Anna wasn’t looking at the screen when she appeared on it. Typically, Marianne thought, she was keeping her at a carefully considered distance, even in the short time she’d allotted her for a one-to-one. She had a vertiginous head, inverted towards the chin, with a large, shadowy temple.
‘Marianne, hi. Just bear with me for a sec.’ She turned again to talk to somebody just out of view of the webcam. ‘Please don’t presume you have the authority to make that kind of decision. You pass it by me. The interview is too long and I asked you to remove the part about her mindfulness campaign on Instagram because it’s all cliché. Besides, we covered all that last issue. You know which bit to focus on.’
A woman’s voice mumbled something in reply but Marianne could only catch the words ‘off the record’.
‘There’s no such thing. Please do as I ask. I’m relieving you of your conscience, alright?’ Anna laughed towards Marianne as though she was colluding with her. ‘I’m in a call, Michelle. Send me the piece once you’ve made the edits.’
The door closed and Anna faced Marianne directly.
‘Right. I read the interview,’ Anna said. ‘We’re not running it for this issue.’
‘Really? I thought you said—’
‘The tone is all wrong. This issue is supposed to be about new beginnings.’
Marianne said nothing. Anna waited before carrying on.

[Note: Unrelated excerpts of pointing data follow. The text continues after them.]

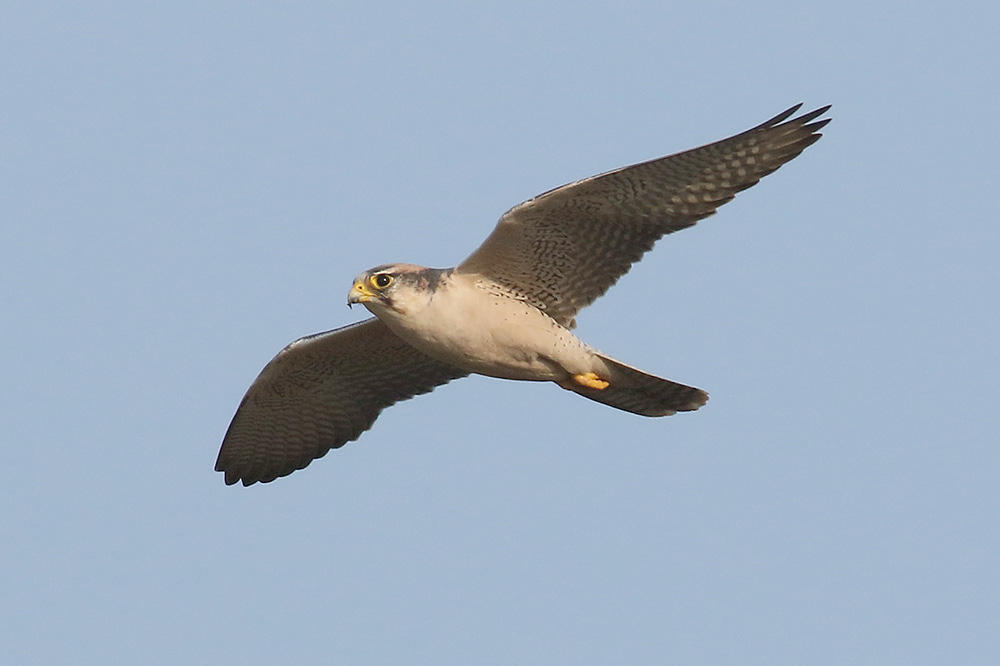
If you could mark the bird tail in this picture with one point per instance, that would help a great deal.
(638, 392)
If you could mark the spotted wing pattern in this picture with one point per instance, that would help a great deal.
(319, 393)
(565, 248)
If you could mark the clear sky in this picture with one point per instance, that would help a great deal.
(186, 187)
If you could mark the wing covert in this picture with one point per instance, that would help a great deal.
(563, 249)
(319, 393)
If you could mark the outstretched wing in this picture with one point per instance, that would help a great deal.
(563, 249)
(319, 393)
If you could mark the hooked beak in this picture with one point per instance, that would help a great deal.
(359, 293)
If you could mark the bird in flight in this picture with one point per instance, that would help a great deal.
(507, 311)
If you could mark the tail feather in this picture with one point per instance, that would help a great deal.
(638, 392)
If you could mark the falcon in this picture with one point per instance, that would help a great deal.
(507, 311)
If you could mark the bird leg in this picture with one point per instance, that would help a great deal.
(588, 379)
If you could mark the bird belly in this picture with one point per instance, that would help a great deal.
(496, 336)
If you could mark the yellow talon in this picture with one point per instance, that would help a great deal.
(591, 380)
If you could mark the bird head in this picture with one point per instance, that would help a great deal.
(396, 287)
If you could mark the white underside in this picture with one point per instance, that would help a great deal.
(480, 331)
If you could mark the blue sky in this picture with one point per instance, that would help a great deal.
(186, 187)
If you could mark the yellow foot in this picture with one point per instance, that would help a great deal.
(591, 380)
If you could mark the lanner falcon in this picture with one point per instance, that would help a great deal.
(507, 311)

‘The woman in your interview doesn’t seem invested in anything other than finding the right man to raise a child with. Has she seriously considered other options? Adoption? Sperm donors? And she hasn’t stopped to consider the benefits of childlessness. Embarking on new adventures, travelling the world, sleeping in with a hangover at the weekend. She has a wide network of friends and a big family but she acts like none of this means anything until she’s found her soul mate. Everything begins once the child begins. Why would our readers want to hear this? What good does it do to know about a woman who refuses to live for herself? There is no angle here that feeds into the hopeful spirit of the issue.’
‘But it’s honest. She admits she’s not hopeful about her prospects but won’t disguise it with any bullshit.’

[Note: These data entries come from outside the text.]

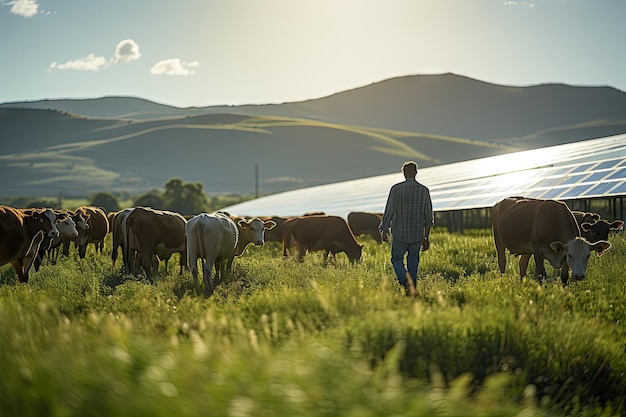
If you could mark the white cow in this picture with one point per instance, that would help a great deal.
(213, 239)
(544, 229)
(216, 239)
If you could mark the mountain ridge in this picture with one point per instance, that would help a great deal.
(130, 144)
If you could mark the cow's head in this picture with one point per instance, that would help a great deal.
(66, 226)
(577, 252)
(81, 221)
(599, 230)
(47, 219)
(252, 230)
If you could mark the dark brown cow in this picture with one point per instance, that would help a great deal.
(594, 228)
(365, 223)
(96, 232)
(21, 234)
(329, 233)
(544, 229)
(151, 233)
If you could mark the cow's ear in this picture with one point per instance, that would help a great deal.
(600, 246)
(558, 247)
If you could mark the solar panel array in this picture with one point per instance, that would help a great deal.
(586, 169)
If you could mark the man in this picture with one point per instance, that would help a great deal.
(409, 214)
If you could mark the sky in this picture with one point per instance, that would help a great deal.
(232, 52)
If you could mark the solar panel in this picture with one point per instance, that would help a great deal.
(592, 168)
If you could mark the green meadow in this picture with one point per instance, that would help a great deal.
(283, 338)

‘Nobody wants to read that.’
‘I do.’
Anna paused and Marianne wished they were speaking on the phone. Her shirt was tight under her armpits, causing them to sweat.

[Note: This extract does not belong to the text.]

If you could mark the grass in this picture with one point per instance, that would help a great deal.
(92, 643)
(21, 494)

‘How are you doing at the moment?’ Anna said. It was hardly a question, delivered in a flat tone.
‘I’m better.’
‘Are you in therapy?’
‘No. I don’t think it’s something I’m interested in.’
‘Fair enough.’
Anna probably genuinely meant it. Marianne couldn’t imagine her advising anyone to see a therapist.
‘We’re considering doing an issue on trauma and PTSD down the line,’ Anna continued. Marianne knew where she was going. ‘And it might be fruitful, or in some way cathartic, for you to write a piece. We’d use it as one of our main features. Include a by-line on the cover.’
She paused and waited for Marianne to insert a reply. There was none. So she continued.
‘If you were to write about your experience—’
‘And say what? What do I say?’ Marianne interjected. She was feeling sick.